Une centaine d’ONG et associations dissoutes par les autorités militaires de la transition

Burkina Faso | Restriction des libertés
‘‘Ouagadougou annonce une mesure d’application immédiate’’

Par Dahn Habib Sénamblé

Ouagadougou, 16 avril 2026 – Les autorités burkinabè ont annoncé, jeudi 15 avril, la dissolution de 118 associations et organisations non gouvernementales (ONG) sur l’ensemble du territoire national.

La décision a été prise par le ministre de l’Administration territoriale et de la Mobilité. Elle est entrée en vigueur immédiatement, interdisant à ces structures de poursuivre leurs activités.

Des organisations principalement actives dans les droits humains

Selon la liste rendue publique, la majorité des structures concernées interviennent dans les domaines des droits humains et de la société civile. Figurent notamment des organisations telles que l’Union interafricaine des droits de l’homme, le Cercle d’Éveil, Jeunesse unie pour une nouvelle Afrique, ainsi que la section burkinabè de la RADHO.

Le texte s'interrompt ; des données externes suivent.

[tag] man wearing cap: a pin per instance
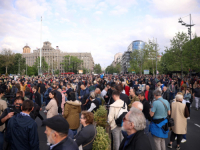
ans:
(57, 134)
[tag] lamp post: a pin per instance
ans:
(156, 45)
(189, 32)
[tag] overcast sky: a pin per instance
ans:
(102, 27)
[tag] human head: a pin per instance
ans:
(137, 105)
(134, 121)
(157, 93)
(116, 95)
(27, 106)
(132, 92)
(179, 97)
(86, 118)
(92, 95)
(18, 102)
(141, 96)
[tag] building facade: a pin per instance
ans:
(125, 61)
(54, 57)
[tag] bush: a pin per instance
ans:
(102, 141)
(100, 117)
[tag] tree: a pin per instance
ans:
(175, 57)
(44, 66)
(97, 68)
(7, 58)
(138, 58)
(71, 63)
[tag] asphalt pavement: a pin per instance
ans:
(193, 134)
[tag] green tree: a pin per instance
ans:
(6, 58)
(175, 53)
(97, 68)
(44, 65)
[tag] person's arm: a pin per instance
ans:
(5, 116)
(33, 138)
(92, 107)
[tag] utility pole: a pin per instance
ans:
(41, 49)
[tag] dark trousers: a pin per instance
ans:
(171, 96)
(179, 137)
(188, 106)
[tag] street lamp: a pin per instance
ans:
(156, 45)
(189, 32)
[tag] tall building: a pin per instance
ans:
(125, 61)
(55, 56)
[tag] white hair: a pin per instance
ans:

Les autorités n’ont pas détaillé individuellement les griefs reprochés à ces organisations, évoquant de manière générale un « non-respect des dispositions légales en vigueur ».

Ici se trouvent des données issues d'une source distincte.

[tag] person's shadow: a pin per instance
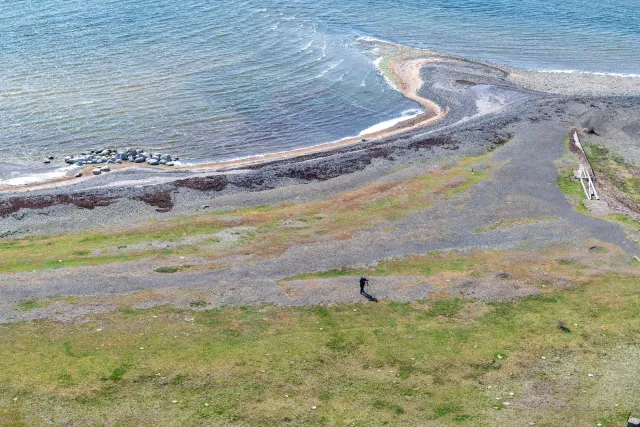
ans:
(369, 296)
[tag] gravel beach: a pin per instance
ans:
(524, 116)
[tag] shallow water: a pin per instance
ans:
(224, 79)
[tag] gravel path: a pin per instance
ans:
(516, 191)
(524, 187)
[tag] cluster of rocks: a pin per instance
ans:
(110, 156)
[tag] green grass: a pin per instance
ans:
(172, 269)
(347, 212)
(365, 364)
(29, 304)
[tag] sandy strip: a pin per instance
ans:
(405, 72)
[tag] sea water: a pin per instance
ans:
(221, 79)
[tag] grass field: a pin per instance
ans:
(440, 363)
(272, 229)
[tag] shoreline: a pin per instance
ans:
(402, 69)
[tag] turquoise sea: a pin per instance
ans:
(227, 78)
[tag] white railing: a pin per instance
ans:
(583, 173)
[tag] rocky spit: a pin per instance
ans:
(111, 156)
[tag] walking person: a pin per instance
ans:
(363, 281)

Un cadre légal plus strict sur les associations

Cette mesure s’inscrit dans l’application d’une loi adoptée en juillet 2025, qui encadre plus strictement le fonctionnement des associations au Burkina Faso.

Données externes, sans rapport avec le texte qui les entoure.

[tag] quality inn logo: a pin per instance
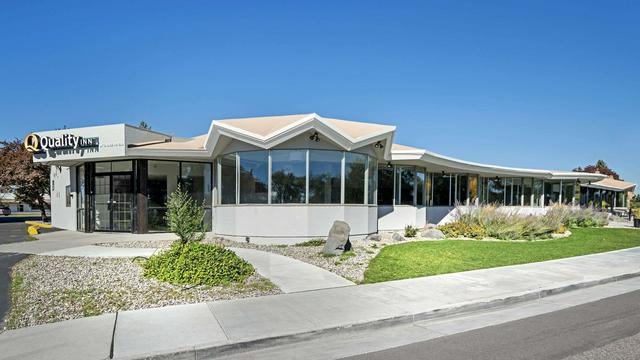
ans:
(35, 143)
(32, 143)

Le texte impose des obligations administratives et financières renforcées, que les autorités justifient par la nécessité de « moraliser » le secteur associatif et de lutter contre le blanchiment de capitaux et le financement du terrorisme.

Un délai d’un an avait été accordé aux organisations pour se conformer aux nouvelles exigences, à compter de l’entrée en vigueur de la loi le 23 juillet 2025.

Un durcissement progressif du contrôle du secteur

Depuis l’adoption du texte, plusieurs mesures similaires ont déjà été prises. Vingt et une ONG avaient ainsi vu leur autorisation d’exercer retirée peu après l’entrée en vigueur du dispositif.

Début avril, le gouvernement avait également évoqué la possibilité de « mesures fermes » contre certaines organisations qualifiées d’« officines impérialistes déguisées en ONG », dans un contexte de tensions avec une partie de la société civile et après la publication de rapports internationaux critiques sur la situation des droits humains.

Une décision qui suscite des interrogations

Cette nouvelle vague de dissolutions intervient dans un climat de restrictions croissantes encadrant l’action des organisations de la société civile au Burkina Faso, sans que les autorités n’apportent pour l’heure de précisions détaillées sur les cas individuels.